Il est des gens qui ont un coup d’avance, voir deux, c’est certain.
Certainement mus par le désir de liberté, de justice, et de faire société en toute équité, ils ou elles s’engagent complètement et profondément. C’est le cas de Danièle Bacheré, qui, longtemps multi-entrepreneuse à Bordeaux, éprise de l’air du temps à chacune de ses initiatives, – qui pour offrir un service de restauration à domicile sur table, qui pour restaurer du mobilier ancien -, a un jour opéré un pas de côté en décidant de s’occuper des autres.
En accompagnant les parcours de vie de ses concitoyens, Danièle a ainsi tracé le sillon pour son propre parcours, et celui pour lequel elle se passionne totalement, l’intelligence collective.
« J’étais déjà ouverte au monde et la synthèse s’est matérialisée autour des années 2000 avec le mouvement des Colibris et les thèses de Pierre Rabhi pour lesquels je me suis engagée. Pour moi, tout y était, le rapport à l’éducation, l’autonomie alimentaire, la sobriété et surtout mettre enfin l’humain et la nature au cœur du développement. »
Elle crée en somme le terreau fertile pour lancer le prochain chapitre de sa vie. Danièle devient en toute logique actrice au sein du Mouvement Colibris qui, à l’époque grandit au rythme des idées de son fondateur, c’est à dire vite.

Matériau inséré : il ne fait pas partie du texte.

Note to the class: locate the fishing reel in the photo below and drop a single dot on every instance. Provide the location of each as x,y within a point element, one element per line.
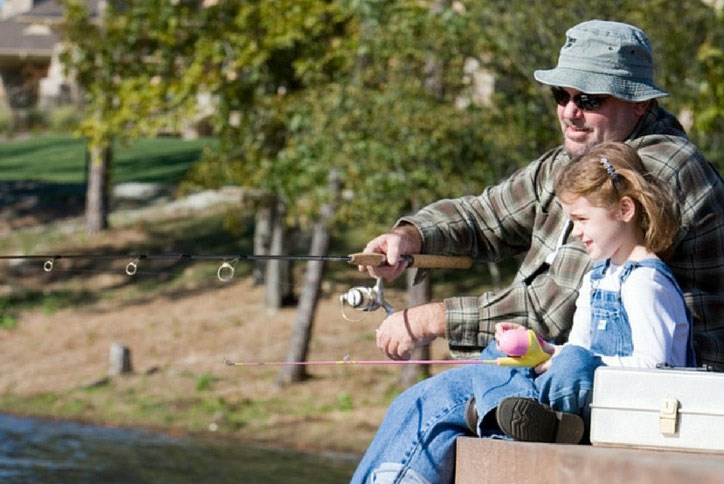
<point>365,298</point>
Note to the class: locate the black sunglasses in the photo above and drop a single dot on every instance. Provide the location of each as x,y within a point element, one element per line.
<point>586,102</point>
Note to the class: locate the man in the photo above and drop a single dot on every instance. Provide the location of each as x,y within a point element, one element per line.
<point>603,86</point>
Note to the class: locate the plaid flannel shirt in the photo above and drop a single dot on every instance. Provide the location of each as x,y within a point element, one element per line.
<point>521,215</point>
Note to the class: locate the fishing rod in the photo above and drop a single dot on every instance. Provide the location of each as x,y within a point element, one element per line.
<point>425,261</point>
<point>523,347</point>
<point>362,298</point>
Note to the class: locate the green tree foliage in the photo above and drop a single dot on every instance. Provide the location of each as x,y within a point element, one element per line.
<point>384,92</point>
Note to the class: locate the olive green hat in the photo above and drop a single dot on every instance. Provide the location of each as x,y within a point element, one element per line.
<point>603,57</point>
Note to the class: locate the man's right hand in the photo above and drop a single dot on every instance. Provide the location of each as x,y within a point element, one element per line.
<point>403,240</point>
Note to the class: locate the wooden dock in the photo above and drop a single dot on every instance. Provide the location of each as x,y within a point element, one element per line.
<point>483,461</point>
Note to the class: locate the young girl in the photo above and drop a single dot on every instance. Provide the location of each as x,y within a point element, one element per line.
<point>630,310</point>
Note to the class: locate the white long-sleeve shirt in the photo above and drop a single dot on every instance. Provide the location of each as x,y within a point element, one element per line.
<point>656,314</point>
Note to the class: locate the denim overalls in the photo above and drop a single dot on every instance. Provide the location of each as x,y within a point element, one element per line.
<point>429,416</point>
<point>610,328</point>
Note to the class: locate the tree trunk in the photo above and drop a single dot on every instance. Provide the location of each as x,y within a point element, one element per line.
<point>417,294</point>
<point>278,273</point>
<point>96,208</point>
<point>263,220</point>
<point>302,330</point>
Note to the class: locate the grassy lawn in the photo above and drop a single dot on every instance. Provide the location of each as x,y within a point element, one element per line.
<point>61,159</point>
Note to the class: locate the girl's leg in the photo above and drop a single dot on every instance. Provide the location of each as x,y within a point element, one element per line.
<point>568,385</point>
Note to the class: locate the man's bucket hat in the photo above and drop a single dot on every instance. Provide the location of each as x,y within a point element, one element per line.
<point>602,57</point>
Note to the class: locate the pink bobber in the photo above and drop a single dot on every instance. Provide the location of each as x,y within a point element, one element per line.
<point>514,342</point>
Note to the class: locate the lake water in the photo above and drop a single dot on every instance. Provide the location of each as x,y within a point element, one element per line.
<point>42,451</point>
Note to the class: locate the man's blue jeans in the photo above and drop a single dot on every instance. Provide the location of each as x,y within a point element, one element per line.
<point>415,442</point>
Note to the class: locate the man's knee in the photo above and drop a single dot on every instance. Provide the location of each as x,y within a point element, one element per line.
<point>391,472</point>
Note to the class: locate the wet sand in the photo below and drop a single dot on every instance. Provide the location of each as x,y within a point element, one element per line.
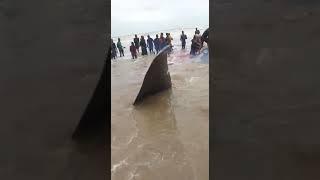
<point>166,137</point>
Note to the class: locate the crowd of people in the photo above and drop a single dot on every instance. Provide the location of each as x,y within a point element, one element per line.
<point>155,45</point>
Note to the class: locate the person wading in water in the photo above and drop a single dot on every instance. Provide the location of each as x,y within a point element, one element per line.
<point>150,44</point>
<point>183,38</point>
<point>133,51</point>
<point>120,48</point>
<point>143,46</point>
<point>113,49</point>
<point>136,42</point>
<point>162,41</point>
<point>156,42</point>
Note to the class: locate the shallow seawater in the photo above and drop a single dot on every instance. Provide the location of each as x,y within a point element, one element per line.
<point>167,136</point>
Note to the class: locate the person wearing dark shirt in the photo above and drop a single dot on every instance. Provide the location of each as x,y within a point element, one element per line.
<point>133,51</point>
<point>197,31</point>
<point>150,44</point>
<point>156,43</point>
<point>162,41</point>
<point>143,46</point>
<point>205,36</point>
<point>169,41</point>
<point>136,42</point>
<point>120,48</point>
<point>195,45</point>
<point>113,49</point>
<point>183,38</point>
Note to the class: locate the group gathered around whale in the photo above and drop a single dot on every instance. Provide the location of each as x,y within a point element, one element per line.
<point>155,45</point>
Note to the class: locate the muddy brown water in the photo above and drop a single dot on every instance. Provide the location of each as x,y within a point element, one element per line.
<point>166,137</point>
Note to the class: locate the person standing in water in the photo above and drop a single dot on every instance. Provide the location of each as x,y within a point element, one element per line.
<point>113,49</point>
<point>120,48</point>
<point>169,40</point>
<point>162,41</point>
<point>156,43</point>
<point>133,51</point>
<point>143,46</point>
<point>183,38</point>
<point>150,44</point>
<point>136,42</point>
<point>197,31</point>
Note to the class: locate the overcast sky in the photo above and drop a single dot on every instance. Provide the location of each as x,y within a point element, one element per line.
<point>139,16</point>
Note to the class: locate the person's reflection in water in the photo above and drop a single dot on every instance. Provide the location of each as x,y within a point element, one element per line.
<point>156,152</point>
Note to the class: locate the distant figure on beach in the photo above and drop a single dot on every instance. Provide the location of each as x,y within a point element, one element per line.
<point>162,41</point>
<point>113,49</point>
<point>183,38</point>
<point>120,48</point>
<point>136,42</point>
<point>197,31</point>
<point>195,45</point>
<point>150,44</point>
<point>156,43</point>
<point>133,51</point>
<point>169,40</point>
<point>143,45</point>
<point>205,36</point>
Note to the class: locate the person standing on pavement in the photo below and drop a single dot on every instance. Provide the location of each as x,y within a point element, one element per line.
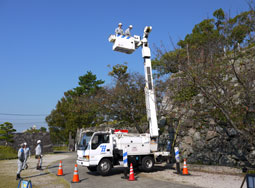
<point>21,158</point>
<point>27,154</point>
<point>38,155</point>
<point>128,30</point>
<point>119,30</point>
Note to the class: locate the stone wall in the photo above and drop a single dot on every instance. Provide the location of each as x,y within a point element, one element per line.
<point>31,140</point>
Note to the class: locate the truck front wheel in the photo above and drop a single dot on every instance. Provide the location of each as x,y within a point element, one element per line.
<point>147,163</point>
<point>104,167</point>
<point>92,168</point>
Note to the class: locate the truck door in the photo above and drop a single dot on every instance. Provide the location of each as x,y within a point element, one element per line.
<point>101,146</point>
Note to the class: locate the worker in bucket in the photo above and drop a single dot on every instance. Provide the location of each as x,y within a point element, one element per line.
<point>38,155</point>
<point>27,154</point>
<point>21,158</point>
<point>119,30</point>
<point>128,30</point>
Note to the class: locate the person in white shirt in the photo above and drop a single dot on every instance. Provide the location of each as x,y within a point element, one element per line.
<point>128,30</point>
<point>119,30</point>
<point>27,154</point>
<point>38,155</point>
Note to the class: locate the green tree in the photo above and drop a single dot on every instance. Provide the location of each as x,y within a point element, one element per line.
<point>215,77</point>
<point>6,132</point>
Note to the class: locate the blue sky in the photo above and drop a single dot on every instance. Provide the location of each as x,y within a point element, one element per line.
<point>45,45</point>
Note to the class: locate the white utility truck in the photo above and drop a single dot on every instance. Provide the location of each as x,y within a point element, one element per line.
<point>101,151</point>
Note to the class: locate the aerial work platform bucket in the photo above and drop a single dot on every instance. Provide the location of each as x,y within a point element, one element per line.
<point>122,43</point>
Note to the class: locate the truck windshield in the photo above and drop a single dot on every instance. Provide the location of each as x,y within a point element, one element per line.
<point>84,140</point>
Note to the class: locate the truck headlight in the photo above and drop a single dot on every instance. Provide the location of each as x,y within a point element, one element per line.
<point>86,157</point>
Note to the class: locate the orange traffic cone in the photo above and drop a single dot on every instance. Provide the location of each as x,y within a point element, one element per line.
<point>60,170</point>
<point>75,175</point>
<point>131,174</point>
<point>185,169</point>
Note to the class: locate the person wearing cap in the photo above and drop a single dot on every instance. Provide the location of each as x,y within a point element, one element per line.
<point>21,158</point>
<point>119,30</point>
<point>27,154</point>
<point>38,155</point>
<point>128,30</point>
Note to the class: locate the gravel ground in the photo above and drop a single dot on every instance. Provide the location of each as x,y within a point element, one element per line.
<point>202,176</point>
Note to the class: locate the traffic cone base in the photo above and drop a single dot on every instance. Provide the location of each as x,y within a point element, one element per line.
<point>60,169</point>
<point>75,175</point>
<point>131,174</point>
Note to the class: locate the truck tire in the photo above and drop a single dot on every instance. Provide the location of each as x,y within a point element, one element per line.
<point>147,163</point>
<point>104,167</point>
<point>92,168</point>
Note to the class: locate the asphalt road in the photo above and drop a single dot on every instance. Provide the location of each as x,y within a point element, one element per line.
<point>94,180</point>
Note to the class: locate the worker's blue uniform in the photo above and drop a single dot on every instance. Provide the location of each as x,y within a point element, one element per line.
<point>27,154</point>
<point>38,155</point>
<point>118,31</point>
<point>21,158</point>
<point>128,32</point>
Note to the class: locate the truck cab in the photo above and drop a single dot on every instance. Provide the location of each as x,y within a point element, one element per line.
<point>98,152</point>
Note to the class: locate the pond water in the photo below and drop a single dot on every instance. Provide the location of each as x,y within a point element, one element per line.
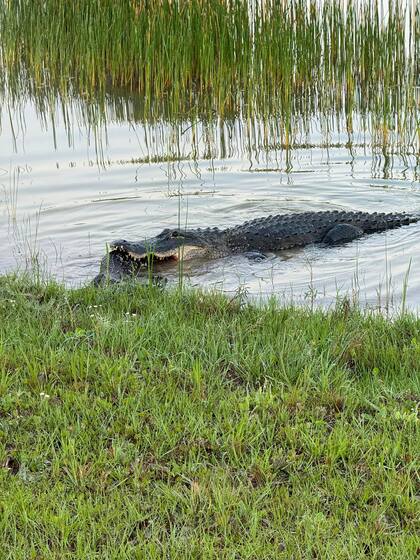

Attachée à la mise en œuvre de ses pratiques de développement personnel au service de la gouvernance partagée de l’association, elle contribue à la création du Cercle Cœur Colibris Bordeaux, et anime de nombreuses rencontres publiques lors des campagnes » (R)évolutions des Colibris », jusqu’aux rencontres régionales autour de la création des Oasis en 2014. Partie comme une blague lancée en toute utopie par son directeur, Mathieu Labonne, l’idée de créer partout sur le territoire des Oasis pour répondre à “la désertification humaine, économique et morale dans nos sociétés modernes », prend vite et met le projet en orbite. Consciente qu’un nombre croissant de personnes aspirait parallèlement à des lieux et des modes de vie différents, portant des valeurs de partage, de convivialité, et d’autonomie, l’ONG accueille près de 1000 projets après un an de lancement de l’opération Oasis.
Danièle fait partie de ceux là. En 2016 elle devient instigatrice d’ un projet d’oasis de 20 foyers, l’Oasis du Coq à l’Âme.
« Nous devions d’abord éprouver la force du collectif et faire grandir cette idée en nous, avant de réaliser concrètement la construction d’un éco-hameau. C’était pour nous une des clés de réussite du projet, pour faire croitre le NOUS comme d’une entité forte. »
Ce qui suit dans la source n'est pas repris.